African Black Soap (also known as Dudu Osun) is a classic example of a traditional product enjoying a resurgence in popularity, due to its ability to clear skin spots and blemishes. Black soap is made from the ash of locally harvested plants and barks such as plantain, cocoa pods, palm tree leaves, and shea tree bark.

 

First the leaves and bark are sun-dried and then roasted in a kettle or pot at an even, constant temperature, after which water and various oils – palm oil, coconut oil, and shea butter – are added to the mixture and stirred for at least a day. After that, the soap is left to set for two weeks to cure.

 

Shea butter is also becoming a hot commodity in many African cities – in Nairobi for example, posters advertising “original shea butter from Ghana” abound in many local beauty parlours. Shea butter is extracted from the nut of the African shea tree, native to West Africa. The history of shea as a beauty product and precious commodity can be traced back to Ancient Egypt, where shea butter was and continues to be used to protect the hair and skin against the fierce sun and the hot dry winds of African deserts and savannah. 

 

In Africa, spending on cosmetics per inhabitant is 10 to 20 times lower than in developed markets, according to market strategy consultants Roland Berger, and marketers are increasingly eager to tap into this potential for growth.

 

An exploding population, a fast growing middle-class, increasing urbanization and improved business regulation has made Africa the “next frontier” in cosmetics, and the major international players - L'Oreal, Procter & Gamble and Unilever - have set up expansion strategies to capture the beauty and personal care market, expected to be worth $13.2 billion in 2017.

 

The biggest immediate opportunity, it seems, will be in the deodorant market, and Africa’s year-round warm – and humid, in some places – weather presents the perfect opportunity to push sales.

 

In Kenya, for example, sales of deodorants are expected to grow by 5% annually over the next decade; roll-ons are the “entry point” for most consumers starting to use fragrances, who would then move on to using perfumes and colognes.

 

Data from market research firm Euromonitor indicates that in 2012, South Africa and Nigeria were the biggest personal care and beauty markets in the continent – valued at $3.4 billion and $2 billion respectively – but the growth story is increasingly pan-African.

 

Kenyans in particular, seem to respond to “natural” and “herbal” labels, according to Euromonitor - growing interest in natural products among consumers since 2012 saw manufacturers enhance their products by including natural ingredients, such as shea butter, coconut oil, jojoba oil, neem and aloe vera, in their end products with an aim of connecting with consumers, the researchers say.

 

Local manufacturers of cosmetics are also doing brisk business on the continent. In Nigeria, hugely successful House of Tara is looking to establish 100 makeup stores across sub-Saharan Africa, starting with Nigeria, in the next five years. Tara Durotoye, HOT’s founder and chief executive has built the 15-year business into a household name, which now runs 15 stores with over 4,000 independent sales reps.

 

 In Kenya, cosmetic start-up Suzie Beauty had made $178,000 in sales by the end of the first year of retailing, in 2013.

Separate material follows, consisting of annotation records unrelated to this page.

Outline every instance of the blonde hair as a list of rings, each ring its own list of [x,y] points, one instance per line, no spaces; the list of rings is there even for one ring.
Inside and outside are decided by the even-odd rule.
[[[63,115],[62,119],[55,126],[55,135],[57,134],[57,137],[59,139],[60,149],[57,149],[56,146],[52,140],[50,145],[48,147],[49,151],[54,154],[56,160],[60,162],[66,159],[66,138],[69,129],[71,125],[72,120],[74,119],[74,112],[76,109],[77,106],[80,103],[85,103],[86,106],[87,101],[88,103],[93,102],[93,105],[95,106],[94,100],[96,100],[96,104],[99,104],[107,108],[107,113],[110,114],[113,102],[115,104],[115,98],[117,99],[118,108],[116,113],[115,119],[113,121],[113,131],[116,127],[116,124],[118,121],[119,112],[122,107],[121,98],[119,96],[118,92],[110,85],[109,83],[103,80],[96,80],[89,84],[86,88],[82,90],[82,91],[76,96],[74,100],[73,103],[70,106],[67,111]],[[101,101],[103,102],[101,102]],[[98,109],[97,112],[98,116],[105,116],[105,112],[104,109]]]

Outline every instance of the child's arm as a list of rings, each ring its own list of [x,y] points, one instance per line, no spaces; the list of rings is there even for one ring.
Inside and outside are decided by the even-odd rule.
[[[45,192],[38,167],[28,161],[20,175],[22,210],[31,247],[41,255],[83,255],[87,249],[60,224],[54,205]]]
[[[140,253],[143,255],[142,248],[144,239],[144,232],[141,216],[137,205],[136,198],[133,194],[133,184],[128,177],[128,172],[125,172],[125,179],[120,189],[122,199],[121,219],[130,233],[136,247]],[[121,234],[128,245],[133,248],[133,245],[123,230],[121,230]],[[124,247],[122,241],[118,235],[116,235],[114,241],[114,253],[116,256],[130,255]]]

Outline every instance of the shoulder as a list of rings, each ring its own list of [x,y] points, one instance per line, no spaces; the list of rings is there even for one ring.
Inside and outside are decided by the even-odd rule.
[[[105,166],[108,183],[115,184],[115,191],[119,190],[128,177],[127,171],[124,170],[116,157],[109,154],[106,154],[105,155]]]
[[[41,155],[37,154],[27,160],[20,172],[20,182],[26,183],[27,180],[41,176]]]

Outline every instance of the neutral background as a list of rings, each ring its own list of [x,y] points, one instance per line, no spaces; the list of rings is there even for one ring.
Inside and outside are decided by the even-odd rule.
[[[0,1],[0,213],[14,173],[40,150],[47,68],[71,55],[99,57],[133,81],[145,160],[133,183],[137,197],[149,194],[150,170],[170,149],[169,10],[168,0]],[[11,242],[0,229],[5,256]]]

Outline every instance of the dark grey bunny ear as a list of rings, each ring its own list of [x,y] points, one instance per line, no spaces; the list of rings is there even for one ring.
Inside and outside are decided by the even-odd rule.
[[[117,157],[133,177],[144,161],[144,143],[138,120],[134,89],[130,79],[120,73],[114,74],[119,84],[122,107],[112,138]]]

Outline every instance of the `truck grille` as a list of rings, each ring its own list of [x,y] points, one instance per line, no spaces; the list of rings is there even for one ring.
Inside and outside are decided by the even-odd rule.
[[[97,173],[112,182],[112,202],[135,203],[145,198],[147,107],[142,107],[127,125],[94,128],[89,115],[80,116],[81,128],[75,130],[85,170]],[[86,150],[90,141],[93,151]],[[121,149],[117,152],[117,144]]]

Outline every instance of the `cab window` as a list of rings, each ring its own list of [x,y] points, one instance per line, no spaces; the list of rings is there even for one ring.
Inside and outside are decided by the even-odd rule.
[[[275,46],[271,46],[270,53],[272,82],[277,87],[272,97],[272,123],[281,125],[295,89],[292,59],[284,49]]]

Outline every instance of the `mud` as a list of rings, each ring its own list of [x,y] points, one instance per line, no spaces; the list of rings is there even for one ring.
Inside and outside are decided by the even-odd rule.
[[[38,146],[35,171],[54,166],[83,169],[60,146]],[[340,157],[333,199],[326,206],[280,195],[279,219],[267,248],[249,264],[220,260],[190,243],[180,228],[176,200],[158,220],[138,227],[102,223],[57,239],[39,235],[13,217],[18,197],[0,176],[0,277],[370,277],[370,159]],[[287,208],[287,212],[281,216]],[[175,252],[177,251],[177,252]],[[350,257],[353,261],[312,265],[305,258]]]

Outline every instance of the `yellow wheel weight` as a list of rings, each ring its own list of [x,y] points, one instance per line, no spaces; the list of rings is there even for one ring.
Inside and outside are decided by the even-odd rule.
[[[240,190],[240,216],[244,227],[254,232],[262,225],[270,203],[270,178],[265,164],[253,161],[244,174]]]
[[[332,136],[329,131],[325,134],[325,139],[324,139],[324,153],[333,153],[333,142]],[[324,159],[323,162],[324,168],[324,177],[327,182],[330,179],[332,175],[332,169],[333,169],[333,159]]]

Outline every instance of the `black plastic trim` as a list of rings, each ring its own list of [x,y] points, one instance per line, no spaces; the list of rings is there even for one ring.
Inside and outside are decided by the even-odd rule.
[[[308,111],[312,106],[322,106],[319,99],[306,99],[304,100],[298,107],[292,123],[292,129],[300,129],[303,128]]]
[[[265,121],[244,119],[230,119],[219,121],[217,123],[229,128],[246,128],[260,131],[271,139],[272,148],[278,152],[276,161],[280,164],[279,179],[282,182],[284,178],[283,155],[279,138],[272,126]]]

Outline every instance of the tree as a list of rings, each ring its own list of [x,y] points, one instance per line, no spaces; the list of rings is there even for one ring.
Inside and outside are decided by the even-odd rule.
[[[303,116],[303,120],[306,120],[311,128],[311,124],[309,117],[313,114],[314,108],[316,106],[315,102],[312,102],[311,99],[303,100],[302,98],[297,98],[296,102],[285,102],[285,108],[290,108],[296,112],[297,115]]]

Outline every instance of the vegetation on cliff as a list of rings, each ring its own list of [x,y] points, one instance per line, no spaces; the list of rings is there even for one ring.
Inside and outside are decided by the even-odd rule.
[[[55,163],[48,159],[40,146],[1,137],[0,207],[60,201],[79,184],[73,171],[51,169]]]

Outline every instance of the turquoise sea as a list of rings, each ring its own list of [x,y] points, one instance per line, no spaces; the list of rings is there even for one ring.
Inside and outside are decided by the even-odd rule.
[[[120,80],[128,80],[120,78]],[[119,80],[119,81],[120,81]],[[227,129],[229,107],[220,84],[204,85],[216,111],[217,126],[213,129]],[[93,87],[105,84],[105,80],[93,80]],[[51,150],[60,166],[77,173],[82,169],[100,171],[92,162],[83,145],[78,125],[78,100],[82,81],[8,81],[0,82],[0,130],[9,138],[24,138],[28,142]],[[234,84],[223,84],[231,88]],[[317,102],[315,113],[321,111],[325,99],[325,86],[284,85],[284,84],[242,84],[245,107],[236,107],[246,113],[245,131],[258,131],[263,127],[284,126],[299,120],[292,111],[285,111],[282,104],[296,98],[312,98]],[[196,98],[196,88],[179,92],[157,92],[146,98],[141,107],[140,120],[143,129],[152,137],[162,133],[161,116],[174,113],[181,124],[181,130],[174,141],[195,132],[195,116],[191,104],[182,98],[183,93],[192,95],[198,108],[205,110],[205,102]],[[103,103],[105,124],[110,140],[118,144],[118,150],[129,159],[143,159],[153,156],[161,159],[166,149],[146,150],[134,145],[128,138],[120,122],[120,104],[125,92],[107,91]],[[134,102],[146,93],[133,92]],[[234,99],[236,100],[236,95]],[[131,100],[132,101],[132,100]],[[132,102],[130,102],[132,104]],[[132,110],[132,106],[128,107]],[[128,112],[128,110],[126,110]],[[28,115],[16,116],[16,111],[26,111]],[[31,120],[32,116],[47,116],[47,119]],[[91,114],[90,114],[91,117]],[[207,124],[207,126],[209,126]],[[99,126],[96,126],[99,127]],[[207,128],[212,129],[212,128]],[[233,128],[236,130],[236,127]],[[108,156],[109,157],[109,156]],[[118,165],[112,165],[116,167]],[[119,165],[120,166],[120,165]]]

But international firms hoping to make a foray into the continent will have to adapt their lines to suit African conditions. In terms of make-up for example, African skin requires darker shades than make-up lines traditionally offer. Make-up also needs to be more resistant to hot and humid weather.

 

Caring for African skin also has to be tailor-made, as anti-ageing products for African consumers primarily aim at tackling dark spots and uneven complexion, whereas anti-ageing products for Western women aim at tackling wrinkles first.